The procedure was performed on a patient who suffered a knee injury during a high school football game. "This particular patient is a young athletic individual who was walking with a lot of pain, walking with a limp and was unable to run," Miller said. "This procedure should give him the ability to walk without a limp, be able to run and participate in sports and activities like anybody his age."

And now, two months after the procedure, the patient is back at work as a volunteer firefighter and has taken up jogging and mountain climbing.
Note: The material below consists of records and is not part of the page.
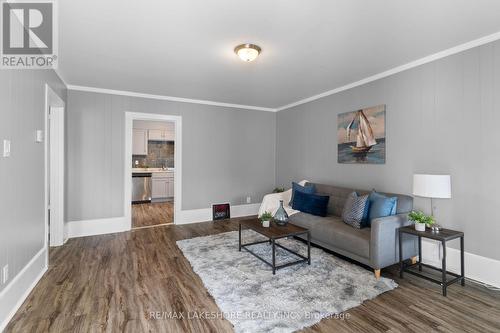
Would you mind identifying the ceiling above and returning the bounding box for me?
[59,0,500,108]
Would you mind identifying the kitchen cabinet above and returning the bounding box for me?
[151,172,174,200]
[132,128,148,155]
[149,128,175,141]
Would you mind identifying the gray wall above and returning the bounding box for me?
[276,42,500,259]
[0,70,66,290]
[66,91,276,221]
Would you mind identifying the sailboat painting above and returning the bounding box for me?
[337,105,385,164]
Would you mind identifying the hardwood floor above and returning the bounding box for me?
[6,219,500,332]
[132,202,174,228]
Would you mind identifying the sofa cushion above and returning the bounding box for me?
[290,213,371,259]
[292,191,330,216]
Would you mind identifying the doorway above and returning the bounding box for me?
[124,112,182,229]
[44,84,68,246]
[131,120,175,229]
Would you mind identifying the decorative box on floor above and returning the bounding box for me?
[212,203,231,221]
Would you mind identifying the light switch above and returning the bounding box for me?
[3,140,10,157]
[36,130,43,142]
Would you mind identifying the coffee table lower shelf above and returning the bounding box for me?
[238,224,311,275]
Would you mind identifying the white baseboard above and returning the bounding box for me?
[0,248,47,332]
[175,203,260,224]
[422,239,500,288]
[67,216,130,238]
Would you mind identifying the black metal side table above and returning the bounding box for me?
[399,226,465,296]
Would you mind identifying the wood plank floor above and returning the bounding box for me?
[6,219,500,332]
[132,202,174,228]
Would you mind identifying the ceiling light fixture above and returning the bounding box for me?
[234,44,262,62]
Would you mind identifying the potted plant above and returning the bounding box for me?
[408,210,436,231]
[259,211,273,228]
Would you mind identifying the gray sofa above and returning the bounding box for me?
[290,184,418,278]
Dr. Miller emphasizes that this procedure isn't for everybody, though. "We like to get patients who don't have a great deal of arthritis, so typically that is a younger patient who hasn't had a large interval since they had their meniscus removed. If you have arthritis your cartilage on the end of the bone will wear out becoming like sandpaper and it will simply wear away the new graft," Miller said.

Each year, nearly one million Americans injure their meniscus. Damage to the meniscus, presented as a tear, can occur by sudden twisting of the knee or by blunt forces exerted on the meniscus. If the tear is too large to be surgically repaired, then the meniscus has to be removed.